Married on Saturday and full driving licence gained on Monday – one thing's for sure, Sonia Sielaff doesn’t waste time, but then who would blame her? For two and a half weeks last year this sub-principal clarinettist of the Royal Philharmonic Orchestra was in a medically induced coma, during which she underwent a liver transplant operation that required her to remain in hospital for a further two months, recovering.
“It was around the end of May that I noticed my abdomen was distended,” she tells me. “A scan at Lewisham Hospital revealed I had fluid in my abdomen and lungs. It was flushed out but almost immediately I became very ill.”
She was taken to King’s College Hospital in London to await a liver transplant. Remarkably, within days a successful match was found and the operation was performed.
During the four weeks immediately following her transplant operation, Sonia remained in intensive care. Eventually, as her condition improved, she was moved to a less intensive ward until, two months after being admitted, she was allowed to go home.

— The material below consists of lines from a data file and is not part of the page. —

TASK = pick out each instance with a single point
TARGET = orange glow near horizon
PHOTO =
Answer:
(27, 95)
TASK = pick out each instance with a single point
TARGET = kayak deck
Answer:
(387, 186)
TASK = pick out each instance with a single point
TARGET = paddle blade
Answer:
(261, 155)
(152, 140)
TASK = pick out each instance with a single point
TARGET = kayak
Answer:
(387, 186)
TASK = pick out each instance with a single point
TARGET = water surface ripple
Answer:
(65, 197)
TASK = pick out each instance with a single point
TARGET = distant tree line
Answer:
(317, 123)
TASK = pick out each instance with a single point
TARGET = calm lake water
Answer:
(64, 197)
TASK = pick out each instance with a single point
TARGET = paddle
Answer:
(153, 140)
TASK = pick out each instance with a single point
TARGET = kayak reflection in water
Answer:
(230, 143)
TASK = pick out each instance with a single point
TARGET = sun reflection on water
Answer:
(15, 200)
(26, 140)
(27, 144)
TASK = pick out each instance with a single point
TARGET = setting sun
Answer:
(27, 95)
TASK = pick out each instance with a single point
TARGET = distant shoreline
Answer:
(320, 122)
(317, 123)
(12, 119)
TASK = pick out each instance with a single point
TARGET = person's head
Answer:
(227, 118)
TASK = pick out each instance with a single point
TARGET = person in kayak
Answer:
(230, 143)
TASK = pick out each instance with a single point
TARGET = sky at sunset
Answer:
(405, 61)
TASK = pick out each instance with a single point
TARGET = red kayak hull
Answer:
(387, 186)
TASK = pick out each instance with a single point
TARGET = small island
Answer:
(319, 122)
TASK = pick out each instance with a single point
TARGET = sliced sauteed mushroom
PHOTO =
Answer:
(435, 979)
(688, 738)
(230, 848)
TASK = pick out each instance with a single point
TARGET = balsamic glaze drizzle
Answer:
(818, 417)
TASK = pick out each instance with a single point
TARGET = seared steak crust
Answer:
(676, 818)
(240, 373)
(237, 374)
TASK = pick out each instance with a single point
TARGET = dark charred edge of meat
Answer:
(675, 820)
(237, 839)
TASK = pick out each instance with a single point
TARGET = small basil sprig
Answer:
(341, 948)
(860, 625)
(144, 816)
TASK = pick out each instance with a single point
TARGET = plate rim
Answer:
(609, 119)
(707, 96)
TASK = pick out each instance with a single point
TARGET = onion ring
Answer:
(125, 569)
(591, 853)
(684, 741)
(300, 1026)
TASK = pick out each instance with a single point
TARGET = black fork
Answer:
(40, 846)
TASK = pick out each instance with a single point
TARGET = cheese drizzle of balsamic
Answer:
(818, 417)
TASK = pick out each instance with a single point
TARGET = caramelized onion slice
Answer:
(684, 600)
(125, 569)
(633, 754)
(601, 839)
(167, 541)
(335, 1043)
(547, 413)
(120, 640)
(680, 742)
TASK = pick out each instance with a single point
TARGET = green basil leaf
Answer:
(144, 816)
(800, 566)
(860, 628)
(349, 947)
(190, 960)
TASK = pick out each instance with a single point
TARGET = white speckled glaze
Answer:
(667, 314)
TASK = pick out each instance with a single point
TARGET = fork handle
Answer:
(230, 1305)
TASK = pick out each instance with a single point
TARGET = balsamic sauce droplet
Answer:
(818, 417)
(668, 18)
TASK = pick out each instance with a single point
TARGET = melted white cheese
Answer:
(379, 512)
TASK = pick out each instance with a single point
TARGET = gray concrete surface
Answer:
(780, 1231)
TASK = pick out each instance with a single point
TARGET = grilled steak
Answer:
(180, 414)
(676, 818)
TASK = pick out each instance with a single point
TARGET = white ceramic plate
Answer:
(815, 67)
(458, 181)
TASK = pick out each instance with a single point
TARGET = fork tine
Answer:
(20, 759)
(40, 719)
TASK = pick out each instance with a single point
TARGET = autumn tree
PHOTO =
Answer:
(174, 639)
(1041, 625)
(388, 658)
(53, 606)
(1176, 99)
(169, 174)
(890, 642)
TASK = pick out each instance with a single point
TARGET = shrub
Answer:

“That’s when what had happened to me really hit me,” says Sonia. “During my coma, I’d suffered muscle wastage of my arms and legs. I wanted to get back to work but, of course, I knew I had a long recovery ahead of me.”
Sonia cannot praise the hospital staff who cared for her highly enough.
“Doctors, nurses, cleaning staff… They were incredible; compassionate and caring, and so hard working. Even in the same week they’d be working day and night shifts.”
Throughout her hospital stay friends and RPO colleagues were a constant presence. So, too, were members of her family, although they had a little further to travel than most… Sonia is from St Paul, Minnesota, in the US. Her family still live in the States but the moment news of her illness broke, they flew over to be with her.
Another constant presence was her then boyfriend and now husband, Sam Elliott, a tuba player with the BBC Symphony Orchestra. The couple had met when Sonia, who has Scandinavian ancestry, was a member of the Norwegian National Opera and Ballet Orchestra in Oslo and Sam, although based in London, was providing occasional cover for absent players. Over the following five years, and despite the geographical distance that separated them, the couple’s relationship blossomed.
Eventually, Sonia gained a trial with the RPO, an orchestra she quickly grew to love for what she describes as its varied repertoire, and the quality of its musicians and performances. In 2016, she was named the orchestra’s new E-flat and sub-principal clarinet.
Today, newly married in March and living in South London, Sonia is adjusting to life, post-transplant. She takes upwards of six drugs each day, chief among them anti-rejection drugs and blood thinning tablets. Doctors discovered she was suffering from Budd-Chiari syndrome, an extremely rare condition that contributed to the blood clot in her liver, triggering its failure. They also identified a gene disorder related to her bone marrow called JAK2 that causes her blood to thicken. She’s taking a course of mild chemotherapy-related drugs to help control her platelet count.
However, despite these diagnoses and her drugs regime, Sonia knows she’s one of the fortunate ones.
“I was extremely lucky to get a bed in the Liver Intensive Treatment Unit at Kings, and then to be placed on the super urgent liver transplant list. Before I became ill I had already signed up as an organ donor but I’m pleased that now the system has changed so that people have to opt out of the scheme.”
Her positive outlook extends to a new-found appreciation of life and all of its possibilities.
“I now take nothing for granted. Also, before I became ill I might get too focused on mundane things but now I have a broader outlook. I take things a day at a time, being grateful for what I have.”
As her strength began to return, in February Sonia began playing part-time with the RPO. Health permitting, she hopes to return to the orchestra full-time in the next few months.
Working with the RPO Sickness & Benevolent Fund (a separate charity run by RPO members for RPO members past & present, which initiates & organises a fund raising event every year), and as part of his popular Christmas Celebration concerts with the RPO, composer and conductor John Rutter nominates a charity to receive audience donations. For last December’s concerts, he chose King’s College Hospital charity. During the concert intervals, members of the RPO moved among the audience with buckets, collecting small change. Over the course of the three concerts, audiences donated an amazing £10,545.
“I managed to get to one of the concerts and it was incredibly moving to see the audience give so generously,” says Sonia. “In March, myself, John Rutter and other members of the orchestra visited King’s to hand over the cheque, to be spent in whatever way the hospital charity sees fit.”
As my time with Sonia draws to a close, she mentions a poem her grandfather loved and which inspires her. It’s called Attitude and is by Charles Swindoll. One of its lines reads, ‘The only thing we can do is play the one string we have, and that is our attitude. I am convinced that life is 10% what happens to me and 90% how I react to it. And so it is with you.’
Clearly, for Sonia they’re lines forged by experience but practised each day.
Interview by John Evans, journalist and former editor of Classic FM magazine.